また、タバコは成分に含まれるニコチンが血流を悪くするため痔の要因になります。
ニコチンには強い血管収縮作用があるため、身体全体の冷えを招くので他の疾患にもかかりやすくなります。

 

⑥便秘

便は腸内に長い時間あることで酸化し硬くなる性質を持っています。
これが便秘になる要因の1つで、硬くなった便は排出の際に粘膜を傷つけ痔を引き起こします。

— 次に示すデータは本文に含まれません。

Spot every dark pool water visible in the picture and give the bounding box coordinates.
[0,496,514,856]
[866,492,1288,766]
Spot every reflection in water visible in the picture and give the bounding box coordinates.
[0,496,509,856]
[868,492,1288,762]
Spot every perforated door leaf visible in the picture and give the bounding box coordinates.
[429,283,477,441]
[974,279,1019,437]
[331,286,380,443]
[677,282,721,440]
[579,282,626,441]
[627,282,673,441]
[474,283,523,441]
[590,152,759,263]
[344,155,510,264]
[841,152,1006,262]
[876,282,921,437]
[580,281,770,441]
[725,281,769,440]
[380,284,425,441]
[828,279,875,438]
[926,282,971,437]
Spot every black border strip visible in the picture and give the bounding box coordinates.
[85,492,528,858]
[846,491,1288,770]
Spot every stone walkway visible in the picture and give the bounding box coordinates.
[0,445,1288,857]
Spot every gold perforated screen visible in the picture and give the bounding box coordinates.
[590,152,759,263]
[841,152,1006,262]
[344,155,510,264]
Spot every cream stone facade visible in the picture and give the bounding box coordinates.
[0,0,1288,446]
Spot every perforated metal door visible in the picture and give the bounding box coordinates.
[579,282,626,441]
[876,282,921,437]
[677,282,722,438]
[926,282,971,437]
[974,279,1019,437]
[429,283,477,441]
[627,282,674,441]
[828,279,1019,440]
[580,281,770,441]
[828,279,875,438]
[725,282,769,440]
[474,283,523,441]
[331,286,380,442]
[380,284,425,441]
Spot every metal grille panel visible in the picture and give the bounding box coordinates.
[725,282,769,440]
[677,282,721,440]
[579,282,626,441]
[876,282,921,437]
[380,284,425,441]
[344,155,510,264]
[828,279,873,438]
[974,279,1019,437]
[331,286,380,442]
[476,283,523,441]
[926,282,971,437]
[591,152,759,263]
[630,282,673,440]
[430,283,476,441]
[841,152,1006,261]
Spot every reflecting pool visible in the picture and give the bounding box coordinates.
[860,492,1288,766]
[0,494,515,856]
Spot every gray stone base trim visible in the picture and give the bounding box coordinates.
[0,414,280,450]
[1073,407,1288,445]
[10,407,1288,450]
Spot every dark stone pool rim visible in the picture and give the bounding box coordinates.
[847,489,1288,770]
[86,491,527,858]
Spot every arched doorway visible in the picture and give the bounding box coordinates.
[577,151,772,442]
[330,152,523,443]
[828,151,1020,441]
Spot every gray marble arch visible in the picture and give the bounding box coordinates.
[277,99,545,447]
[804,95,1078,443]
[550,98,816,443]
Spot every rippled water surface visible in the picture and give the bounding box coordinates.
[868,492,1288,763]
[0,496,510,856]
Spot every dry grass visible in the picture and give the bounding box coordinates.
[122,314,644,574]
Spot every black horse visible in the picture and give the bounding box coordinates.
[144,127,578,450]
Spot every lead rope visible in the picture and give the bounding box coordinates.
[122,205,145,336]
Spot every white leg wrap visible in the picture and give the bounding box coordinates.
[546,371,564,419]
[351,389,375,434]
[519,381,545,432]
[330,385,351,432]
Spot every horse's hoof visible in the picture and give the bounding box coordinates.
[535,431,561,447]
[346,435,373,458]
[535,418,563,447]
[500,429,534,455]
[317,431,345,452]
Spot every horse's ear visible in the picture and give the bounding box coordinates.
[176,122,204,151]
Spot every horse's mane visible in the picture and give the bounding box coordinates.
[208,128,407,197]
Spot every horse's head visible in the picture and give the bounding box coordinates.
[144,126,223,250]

特に女性は便を我慢する傾向にあるため、切れ痔の割合が高くなります。

 

痔の種類と症状

いぼ痔(内痔核・外痔核)

内痔核は粘膜の内側にできるものになりますので出血はありますが痛みはほとんど感じません。
外痔核になると血栓ができるため痛みを感じるようになります。
内痔核は放置してしまうと外に飛び出す恐れがあるため早めの処置が大切です。

 

切れ痔

排便時に強い痛みとトイレットペーパーに付く程度の出血があります。
便が硬かったりキズが広がると出血量が増え、治癒が遅くなってしまいます。

 

痔ろう

痔ろうは膿が溜まった状態が続くと、ズキズキとした痛みや40℃近い高熱を発症します。
溜まった膿が出ると症状は楽になりますが、トンネルができているため膿は溜まり続けてしまいます。

 

痔と間違えやすい病気

大腸ガン

大腸ガンは痔と同様に肛門から出血を伴うため間違いやすい疾患です。
さらに、ガンの初期では便に出血が混じる程度なので肉眼で確認できないほどの量です。
痔は鮮血で大腸ガンは暗赤色と言われますが、一般の方はなかなか見分けがつかないので病院の診察をおすすめします。

 

 大腸ポリープ

大腸ポリープは特に症状がなく、診察で偶然発見されることも少なくありません。
見た目から内痔核と間違いやすいことが多いとされています。
ポリープは症状が進行すると出血や痛みを伴います。

 

潰瘍性大腸炎

潰瘍ができているところから出血することから内痔核と間違われることが多くなっています。
下痢、腹痛、発熱も起こる疾患です。

 

病院で鑑別診断を受けましょう

1番大切なことは自分の肛門からの出血の原因が何なのかしっかり鑑別することです。

痔なのか?痔ろうなのか?はたまたその他の疾患の影響によるものなのか?しっかりと知る必要があります。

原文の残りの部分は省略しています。